The most common way to study is undeniably through flashcards. Also called the Leitner System, named after its creator Sebastian Leitner, flashcards are efficient and easy. They force students to memorize the information through repetition and active recall. It’s also one of the most common forms of active recall that is most efficient to use. Teachers and tutors have repeatedly recommended and utilized this method to improve memorization and recall.

3. Listen to Music

Listening to music encompasses classical or melodic music, not heavy rap and metal. According to a research study at Stanford’s School of Medicine, classical music improves memory and recall. Although music is largely a personal preference, classical music stimulates parts of the brain that are associated with memory.

4. No Distractions

This makes sense, of course. Distractions limit your attention span, disturbing an otherwise peaceful studying process.
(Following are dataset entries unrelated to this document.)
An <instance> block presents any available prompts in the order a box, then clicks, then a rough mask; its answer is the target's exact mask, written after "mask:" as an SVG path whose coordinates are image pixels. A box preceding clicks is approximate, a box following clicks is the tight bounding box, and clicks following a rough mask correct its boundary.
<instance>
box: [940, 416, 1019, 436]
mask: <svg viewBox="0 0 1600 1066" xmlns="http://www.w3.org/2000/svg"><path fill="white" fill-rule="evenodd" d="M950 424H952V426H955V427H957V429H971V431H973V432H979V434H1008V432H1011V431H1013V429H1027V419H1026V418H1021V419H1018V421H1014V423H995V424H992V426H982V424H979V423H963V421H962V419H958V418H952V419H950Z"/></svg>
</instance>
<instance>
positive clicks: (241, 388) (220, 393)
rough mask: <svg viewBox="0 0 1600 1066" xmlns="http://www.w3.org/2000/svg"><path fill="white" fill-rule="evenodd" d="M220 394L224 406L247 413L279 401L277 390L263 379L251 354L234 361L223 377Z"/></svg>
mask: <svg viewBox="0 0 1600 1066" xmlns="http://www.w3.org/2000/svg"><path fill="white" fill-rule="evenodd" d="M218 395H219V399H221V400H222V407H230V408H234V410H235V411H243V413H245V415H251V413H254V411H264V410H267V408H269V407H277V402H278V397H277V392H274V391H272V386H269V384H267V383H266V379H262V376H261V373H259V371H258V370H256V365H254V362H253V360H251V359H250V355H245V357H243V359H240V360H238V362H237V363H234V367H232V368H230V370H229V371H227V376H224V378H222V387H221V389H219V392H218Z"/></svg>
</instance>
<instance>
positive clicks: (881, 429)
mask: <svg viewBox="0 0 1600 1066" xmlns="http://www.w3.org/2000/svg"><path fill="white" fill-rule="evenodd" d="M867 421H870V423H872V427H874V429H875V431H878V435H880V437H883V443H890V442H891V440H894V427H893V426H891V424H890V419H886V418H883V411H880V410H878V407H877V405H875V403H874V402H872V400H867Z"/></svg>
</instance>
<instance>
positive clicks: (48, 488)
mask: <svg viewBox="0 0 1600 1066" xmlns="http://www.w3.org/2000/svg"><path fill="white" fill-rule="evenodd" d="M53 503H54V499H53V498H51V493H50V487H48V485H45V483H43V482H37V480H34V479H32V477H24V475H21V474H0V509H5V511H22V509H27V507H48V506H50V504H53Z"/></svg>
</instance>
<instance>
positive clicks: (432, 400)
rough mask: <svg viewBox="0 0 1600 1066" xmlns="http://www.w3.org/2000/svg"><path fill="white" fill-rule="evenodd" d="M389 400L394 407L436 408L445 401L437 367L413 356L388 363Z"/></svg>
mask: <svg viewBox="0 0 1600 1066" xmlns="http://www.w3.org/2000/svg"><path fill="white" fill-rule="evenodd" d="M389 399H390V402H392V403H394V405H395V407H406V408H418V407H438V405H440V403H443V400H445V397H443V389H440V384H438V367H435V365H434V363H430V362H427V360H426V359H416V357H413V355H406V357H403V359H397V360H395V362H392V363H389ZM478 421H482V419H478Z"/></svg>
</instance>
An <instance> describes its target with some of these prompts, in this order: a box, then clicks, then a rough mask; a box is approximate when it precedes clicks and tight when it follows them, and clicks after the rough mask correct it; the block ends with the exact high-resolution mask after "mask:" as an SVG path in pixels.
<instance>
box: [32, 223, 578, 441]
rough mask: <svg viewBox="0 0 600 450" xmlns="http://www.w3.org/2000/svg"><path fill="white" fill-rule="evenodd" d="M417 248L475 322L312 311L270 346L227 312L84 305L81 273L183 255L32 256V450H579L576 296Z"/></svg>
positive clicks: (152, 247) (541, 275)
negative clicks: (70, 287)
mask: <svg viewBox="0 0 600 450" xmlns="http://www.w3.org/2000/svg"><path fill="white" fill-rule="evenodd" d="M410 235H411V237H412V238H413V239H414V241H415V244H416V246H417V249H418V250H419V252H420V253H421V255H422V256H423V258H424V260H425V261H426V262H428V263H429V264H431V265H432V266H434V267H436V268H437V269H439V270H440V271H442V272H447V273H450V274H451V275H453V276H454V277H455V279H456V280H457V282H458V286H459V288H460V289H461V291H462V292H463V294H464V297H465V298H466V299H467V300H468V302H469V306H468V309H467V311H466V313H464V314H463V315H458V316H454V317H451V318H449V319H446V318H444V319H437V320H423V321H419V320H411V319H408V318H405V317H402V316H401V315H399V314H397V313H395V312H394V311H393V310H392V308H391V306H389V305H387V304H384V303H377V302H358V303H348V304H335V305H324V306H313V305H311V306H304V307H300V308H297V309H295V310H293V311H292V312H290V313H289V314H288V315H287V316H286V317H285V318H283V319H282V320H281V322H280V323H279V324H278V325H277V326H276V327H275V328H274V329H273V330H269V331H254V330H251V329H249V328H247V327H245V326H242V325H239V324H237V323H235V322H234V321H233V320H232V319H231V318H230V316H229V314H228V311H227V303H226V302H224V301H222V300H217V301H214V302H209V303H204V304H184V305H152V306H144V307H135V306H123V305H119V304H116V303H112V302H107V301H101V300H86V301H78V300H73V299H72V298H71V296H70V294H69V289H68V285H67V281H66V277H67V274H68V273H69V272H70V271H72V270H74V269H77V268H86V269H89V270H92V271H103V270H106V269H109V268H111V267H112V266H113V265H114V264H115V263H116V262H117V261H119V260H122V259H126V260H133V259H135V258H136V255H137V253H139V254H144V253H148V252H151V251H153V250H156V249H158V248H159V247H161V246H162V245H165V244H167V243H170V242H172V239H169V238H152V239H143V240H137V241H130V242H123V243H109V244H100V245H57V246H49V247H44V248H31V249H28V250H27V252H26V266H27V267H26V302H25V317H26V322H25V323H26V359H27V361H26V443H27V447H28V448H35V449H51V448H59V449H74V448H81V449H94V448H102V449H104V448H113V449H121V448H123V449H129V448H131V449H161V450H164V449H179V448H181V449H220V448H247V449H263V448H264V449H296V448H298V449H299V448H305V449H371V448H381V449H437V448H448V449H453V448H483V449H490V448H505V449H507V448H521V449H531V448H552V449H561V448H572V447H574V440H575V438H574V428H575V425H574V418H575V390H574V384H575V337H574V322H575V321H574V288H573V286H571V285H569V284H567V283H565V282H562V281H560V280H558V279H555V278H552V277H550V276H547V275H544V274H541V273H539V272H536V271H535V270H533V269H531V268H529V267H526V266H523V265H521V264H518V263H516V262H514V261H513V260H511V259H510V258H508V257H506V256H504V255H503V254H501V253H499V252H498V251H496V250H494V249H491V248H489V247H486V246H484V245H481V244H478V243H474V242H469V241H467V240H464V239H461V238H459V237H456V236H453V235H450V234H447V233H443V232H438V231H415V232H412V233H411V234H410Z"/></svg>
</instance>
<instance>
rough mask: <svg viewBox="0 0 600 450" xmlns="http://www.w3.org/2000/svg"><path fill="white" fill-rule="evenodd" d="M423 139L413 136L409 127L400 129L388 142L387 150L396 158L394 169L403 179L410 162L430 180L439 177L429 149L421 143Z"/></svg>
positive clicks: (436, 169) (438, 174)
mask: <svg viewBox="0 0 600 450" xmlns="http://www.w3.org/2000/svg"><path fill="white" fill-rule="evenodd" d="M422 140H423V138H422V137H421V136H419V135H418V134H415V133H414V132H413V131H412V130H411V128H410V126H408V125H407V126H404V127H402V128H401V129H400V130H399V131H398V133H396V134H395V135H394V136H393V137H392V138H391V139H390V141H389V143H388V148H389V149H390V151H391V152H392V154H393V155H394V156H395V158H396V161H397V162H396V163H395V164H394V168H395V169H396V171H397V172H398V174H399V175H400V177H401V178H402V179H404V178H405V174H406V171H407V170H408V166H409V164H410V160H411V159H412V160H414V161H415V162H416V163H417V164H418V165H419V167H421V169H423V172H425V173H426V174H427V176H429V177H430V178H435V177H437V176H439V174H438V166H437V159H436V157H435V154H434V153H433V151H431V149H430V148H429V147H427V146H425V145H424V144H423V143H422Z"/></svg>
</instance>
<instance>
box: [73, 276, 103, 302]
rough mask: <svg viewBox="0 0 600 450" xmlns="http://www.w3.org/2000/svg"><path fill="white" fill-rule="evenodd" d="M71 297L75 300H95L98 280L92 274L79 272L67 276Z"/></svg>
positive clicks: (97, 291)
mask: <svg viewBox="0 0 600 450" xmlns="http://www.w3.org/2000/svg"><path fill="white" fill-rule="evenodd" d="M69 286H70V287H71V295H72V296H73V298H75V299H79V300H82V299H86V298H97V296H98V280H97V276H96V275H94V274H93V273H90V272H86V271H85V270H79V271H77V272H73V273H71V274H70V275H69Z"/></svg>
In 2015, the University of Colombia conducted a study that established a negative correlation between distractions, such cell phones, social media or Youtube, and grades on tests.

5. Exercise

No, this doesn’t mean to exercise and run while you read that AP Chemistry textbook. Exercise has been proven to have a multitude of positive effects on the brain and its impact on memory is no different. According to Dr. Douglas B. McKeag, a doctor from the Indiana University Medical Center, exercising before studying can improve memory through increases in oxytocin levels, blood flow and oxygen levels in the brain.